Hurricane King came ashore in downtown Miami in 1950, and one day later it came across Alachua County as a weakened tropical storm that finally petered out in southwestern Georgia. Donnelly said King's heavy rains caused significant flooding in Gainesville.
"Nobody should take a tropical storm lightly," he said.
Hurricane-force winds are less likely by the time a storm reaches North Central Florida, Donnelly and Zierden said.
"That's not to say wind damage is impossible inland," Zierden said.
Donnelly said a Category 3 hurricane (winds 111 to 130 mph) that devastated Cedar Key in 1896 pushed inland and "pretty much wiped out High Springs" - 60 miles inland. "It blew down two churches, a school and most of the businesses," he said.
Early planning is key Whatever the annually adjusted numbers, an idea that remains constant season after season is preparedness.
The key to getting ready, Donnelly said, is to start planning long before a storm forms.
"Start creating a family disaster plan now," he said. "Look at such questions as, if we have to evacuate, where do we go? If we have a pet, what arrangements do we need to make?"
Alachua County's Office of Emergency Management plans on Wednesday to hold a hurricane-season briefing on what to expect this year. Donnelly said representatives from the University of Florida, Santa Fe Community College and Alachua County schools have been invited.
During the first week of May, the county participated in a statewide storm-preparedness exercise.
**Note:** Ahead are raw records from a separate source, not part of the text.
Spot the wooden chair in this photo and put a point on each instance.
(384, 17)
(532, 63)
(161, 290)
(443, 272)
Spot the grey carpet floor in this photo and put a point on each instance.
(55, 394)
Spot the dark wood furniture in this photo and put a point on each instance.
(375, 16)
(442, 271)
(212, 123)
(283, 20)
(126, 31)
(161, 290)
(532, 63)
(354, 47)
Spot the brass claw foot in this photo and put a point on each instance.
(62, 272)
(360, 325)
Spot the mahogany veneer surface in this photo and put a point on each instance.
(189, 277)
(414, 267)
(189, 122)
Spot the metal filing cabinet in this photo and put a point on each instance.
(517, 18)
Donnelly said the model on which scenarios for the exercise were based was the so-called Labor Day hurricane of 1935 that struck the Florida Keys on Sept. 2.
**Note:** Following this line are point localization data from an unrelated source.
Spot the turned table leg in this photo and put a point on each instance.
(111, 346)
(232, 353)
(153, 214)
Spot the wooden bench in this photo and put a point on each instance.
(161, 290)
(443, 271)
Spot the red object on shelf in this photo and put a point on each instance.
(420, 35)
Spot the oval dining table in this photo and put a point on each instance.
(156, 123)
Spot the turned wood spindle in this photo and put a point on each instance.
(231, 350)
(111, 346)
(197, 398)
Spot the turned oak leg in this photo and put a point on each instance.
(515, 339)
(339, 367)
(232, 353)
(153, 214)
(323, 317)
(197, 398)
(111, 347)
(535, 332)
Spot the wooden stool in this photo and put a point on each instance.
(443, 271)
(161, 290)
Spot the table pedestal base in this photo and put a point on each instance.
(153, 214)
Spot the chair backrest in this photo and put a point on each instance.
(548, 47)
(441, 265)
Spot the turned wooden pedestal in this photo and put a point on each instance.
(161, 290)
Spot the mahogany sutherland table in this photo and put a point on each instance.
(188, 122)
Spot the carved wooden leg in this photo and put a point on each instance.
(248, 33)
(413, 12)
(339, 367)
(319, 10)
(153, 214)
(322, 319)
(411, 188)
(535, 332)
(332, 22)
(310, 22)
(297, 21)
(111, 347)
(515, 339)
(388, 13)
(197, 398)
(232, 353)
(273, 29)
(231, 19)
That officially unnamed storm, which killed 423 people, was the strongest hurricane on record to hit the United States.
To help educate the general public on staying safe during hurricane season, Donnelly's office is sponsoring the Emergency Preparedness Expo 2004 on June 19.
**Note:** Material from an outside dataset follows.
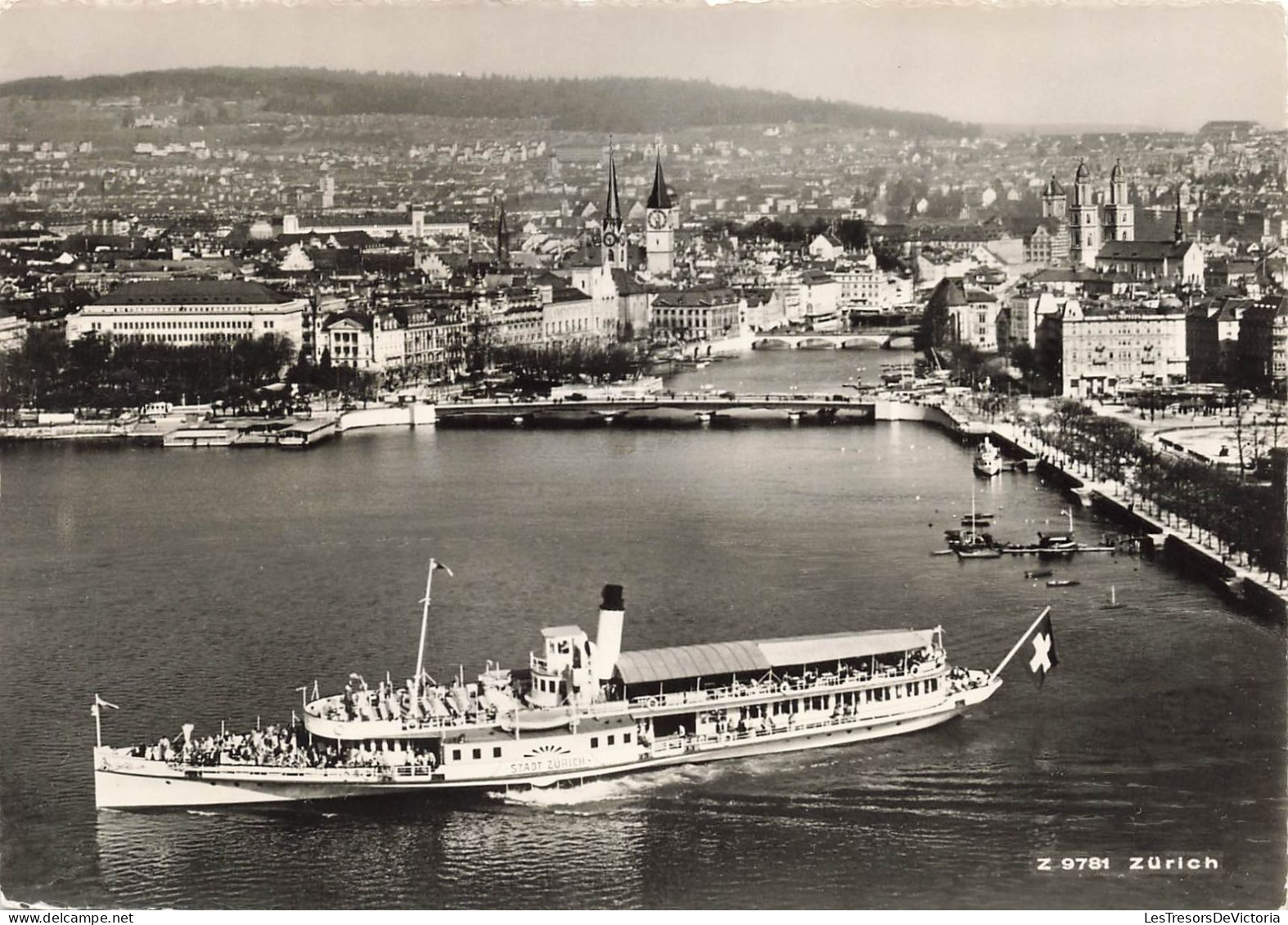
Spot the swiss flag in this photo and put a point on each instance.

The free event, to be held at The Oaks Mall from 10 a.m. to 4 p.m., will include information on preparing for storms and a "Hurricane House Game."
His office's Web site - www.alachua-em.org - has a link to preparing for tropical storms and hurricanes. Donnelly said people in other counties, especially those that border the coast, should check with their local emergency management office for information specific to their area.
"Make sure you get correct information," he said. "Information that's being put out for Alachua County may not be the same as in Levy County."
He said that while a hurricane warning or watch might be issued for Levy and other coastal counties, such wording would never be issued in Alachua County.
"We would issue a 'high inland wind watch,' or flood watches and warnings," Donnelly said. "Educate yourself on what the different (wording) means."
He and Zierden offered other tips for being ready in hurricane season:
  • Put together a hurricane kit that includes canned food (and can opener), water, flashlights and batteries, candles, matches and any other supplies you may need to sustain you and your family for at least three days. Don't wait until a storm is approaching to stock up.
  • If you take medications, make sure you have enough on hand.
  • Prepare for your pet. Have food and water on hand, as well as the pet's medical records and any necessary medicine.
  • Mail copies of your important documents to a relative or friend, and keep the originals in a safe-deposit box.
  • Obtain a NOAA weather-alert radio and fresh batteries. Like a smoke detector, the radio sounds an alert when dangerous weather is nearby.
    "Now they have the technology that you can even program these radios for the county you're in or a neighboring county," Donnelly said. "It's the best way to get any weather information."